My boss came up with a strange idea in my opinion. He doesn't want to keep email addresses in the database. However, we use them to log people in, and we keep newsletters to those who actively gave consent. Also, every now and then, we have to contact the whole bulk of people. Even with those 3 cases, he doesn't want them clear in the database.
So he came up with this: after normalizing them (trimming space, lower casing them and a couple more conversions), I should strong hash them. This would give us access to the "login" part.
After that, he understood we still need email addresses for those that signed up in the newsletter. So he suggested to keep another field with an encrypted email address, but nil to those that don't want a newsletter. Enough to say, the key to decrypt the email address needs to be in the server, so that the process can be done automatically.
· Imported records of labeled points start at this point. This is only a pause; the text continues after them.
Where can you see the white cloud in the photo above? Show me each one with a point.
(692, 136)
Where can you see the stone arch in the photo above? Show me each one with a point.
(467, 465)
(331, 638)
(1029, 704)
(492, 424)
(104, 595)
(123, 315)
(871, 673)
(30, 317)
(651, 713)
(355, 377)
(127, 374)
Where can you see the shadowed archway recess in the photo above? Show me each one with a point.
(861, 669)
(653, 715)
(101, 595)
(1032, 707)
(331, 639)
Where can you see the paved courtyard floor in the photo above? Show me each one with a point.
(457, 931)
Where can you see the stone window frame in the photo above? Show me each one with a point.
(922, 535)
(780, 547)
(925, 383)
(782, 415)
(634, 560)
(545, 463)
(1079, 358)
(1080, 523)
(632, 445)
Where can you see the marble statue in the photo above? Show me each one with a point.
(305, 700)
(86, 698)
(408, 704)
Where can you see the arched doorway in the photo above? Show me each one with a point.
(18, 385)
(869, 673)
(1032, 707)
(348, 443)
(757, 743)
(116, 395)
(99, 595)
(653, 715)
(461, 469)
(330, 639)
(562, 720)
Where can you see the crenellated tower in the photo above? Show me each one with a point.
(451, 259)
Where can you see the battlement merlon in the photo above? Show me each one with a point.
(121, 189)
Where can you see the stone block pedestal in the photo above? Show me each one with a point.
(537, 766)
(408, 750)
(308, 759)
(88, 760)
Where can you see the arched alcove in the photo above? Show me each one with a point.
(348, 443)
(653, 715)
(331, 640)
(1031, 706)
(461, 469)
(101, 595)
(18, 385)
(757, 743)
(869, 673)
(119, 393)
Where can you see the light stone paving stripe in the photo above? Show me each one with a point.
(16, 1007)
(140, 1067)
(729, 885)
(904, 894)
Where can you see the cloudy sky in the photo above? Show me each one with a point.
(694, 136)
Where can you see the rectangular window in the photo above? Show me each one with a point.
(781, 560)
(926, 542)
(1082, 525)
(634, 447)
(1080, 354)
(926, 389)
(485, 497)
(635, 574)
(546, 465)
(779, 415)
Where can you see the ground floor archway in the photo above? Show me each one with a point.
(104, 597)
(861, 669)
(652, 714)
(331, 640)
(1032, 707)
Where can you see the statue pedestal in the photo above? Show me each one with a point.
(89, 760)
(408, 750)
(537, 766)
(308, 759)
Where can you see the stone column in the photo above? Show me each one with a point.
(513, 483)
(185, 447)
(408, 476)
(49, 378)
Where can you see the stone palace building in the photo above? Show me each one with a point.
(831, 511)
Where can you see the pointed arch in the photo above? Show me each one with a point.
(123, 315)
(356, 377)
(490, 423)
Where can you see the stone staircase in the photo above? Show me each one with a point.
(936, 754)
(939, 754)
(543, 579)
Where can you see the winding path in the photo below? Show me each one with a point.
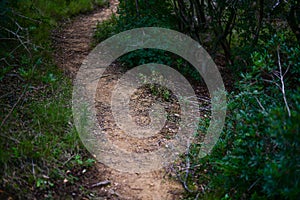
(72, 44)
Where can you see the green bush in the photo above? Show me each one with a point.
(257, 156)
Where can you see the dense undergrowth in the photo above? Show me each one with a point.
(41, 153)
(257, 156)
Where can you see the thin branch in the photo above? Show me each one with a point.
(259, 103)
(282, 83)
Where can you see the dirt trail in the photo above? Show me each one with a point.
(72, 44)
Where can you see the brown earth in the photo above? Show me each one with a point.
(72, 44)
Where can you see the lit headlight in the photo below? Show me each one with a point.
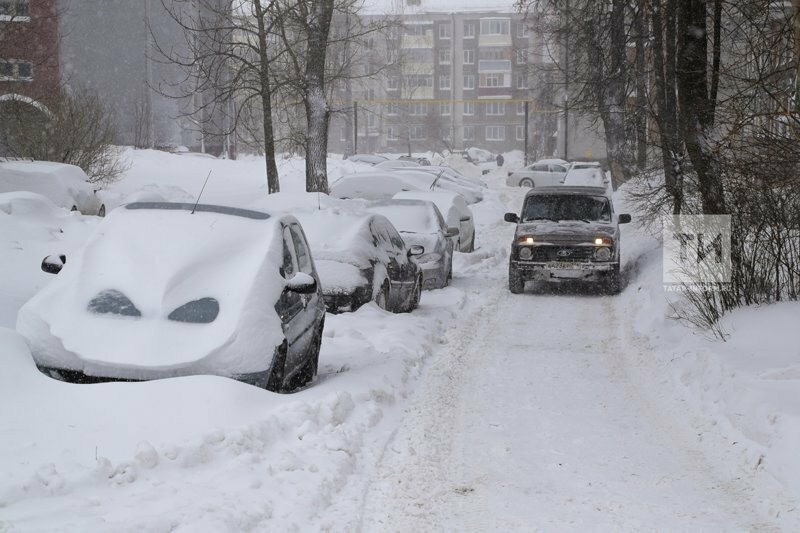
(602, 254)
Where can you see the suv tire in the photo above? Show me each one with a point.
(515, 282)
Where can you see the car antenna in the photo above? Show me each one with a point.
(201, 192)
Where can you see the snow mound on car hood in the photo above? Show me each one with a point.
(161, 260)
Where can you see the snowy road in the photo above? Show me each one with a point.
(529, 420)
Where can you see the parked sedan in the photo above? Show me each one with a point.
(455, 211)
(222, 291)
(543, 173)
(64, 185)
(420, 223)
(361, 258)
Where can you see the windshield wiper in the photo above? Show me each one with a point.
(542, 218)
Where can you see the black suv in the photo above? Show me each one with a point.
(565, 233)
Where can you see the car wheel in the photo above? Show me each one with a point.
(382, 299)
(614, 281)
(275, 382)
(515, 282)
(310, 369)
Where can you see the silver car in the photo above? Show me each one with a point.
(543, 173)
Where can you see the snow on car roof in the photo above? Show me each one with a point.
(160, 258)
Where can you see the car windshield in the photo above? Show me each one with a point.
(558, 207)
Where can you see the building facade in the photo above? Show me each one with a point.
(29, 68)
(451, 81)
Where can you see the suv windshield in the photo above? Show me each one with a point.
(559, 207)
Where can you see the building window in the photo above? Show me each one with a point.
(493, 79)
(419, 109)
(418, 30)
(495, 133)
(417, 133)
(469, 30)
(16, 70)
(495, 27)
(419, 80)
(495, 109)
(19, 10)
(469, 57)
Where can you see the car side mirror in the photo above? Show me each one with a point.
(416, 249)
(302, 283)
(52, 264)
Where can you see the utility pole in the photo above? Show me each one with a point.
(566, 86)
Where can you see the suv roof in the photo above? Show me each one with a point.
(588, 191)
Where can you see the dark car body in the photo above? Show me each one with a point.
(566, 233)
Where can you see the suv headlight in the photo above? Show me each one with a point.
(602, 254)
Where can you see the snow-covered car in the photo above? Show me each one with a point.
(420, 223)
(585, 177)
(543, 173)
(64, 185)
(393, 164)
(361, 258)
(566, 233)
(163, 290)
(371, 159)
(455, 211)
(421, 161)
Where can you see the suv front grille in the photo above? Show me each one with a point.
(565, 254)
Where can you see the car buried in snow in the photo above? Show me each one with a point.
(163, 290)
(566, 233)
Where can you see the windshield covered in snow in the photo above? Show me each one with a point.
(558, 207)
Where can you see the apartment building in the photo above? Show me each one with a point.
(29, 69)
(452, 80)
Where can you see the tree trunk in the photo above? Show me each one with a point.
(316, 104)
(696, 108)
(273, 182)
(666, 115)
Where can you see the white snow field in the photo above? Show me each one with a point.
(480, 411)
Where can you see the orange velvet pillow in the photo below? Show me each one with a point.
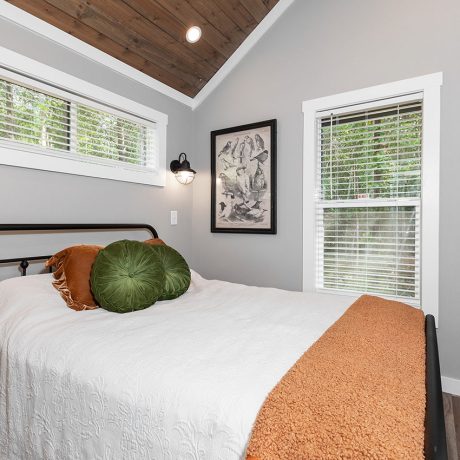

The third case. Those cases where we really need to contact them. It turns out keeping the whole encrypted list is okay, as long as the password is stored in paper. This means that every time we needed to get all the email addresses, human intervention is needed. Worth noting that email addresses are clear in the database until we also run a process where we introduce the "paper password", moment where clear email addresses are deleted. This process is done weekly, so there are 6 days with a good sum of clear email addresses.
Honestly, I could buy the hash part, but the other two could seem more of a problem for the everyday employee (partial email address searches was also a thing to look for specific clients that could have badly entered the email address in the process and needed a little bit of help) than for any hacker, that could anyway gain access to the code, or brute force the paper-password ones.
Does it make sense to try to obfuscate email addresses at that level?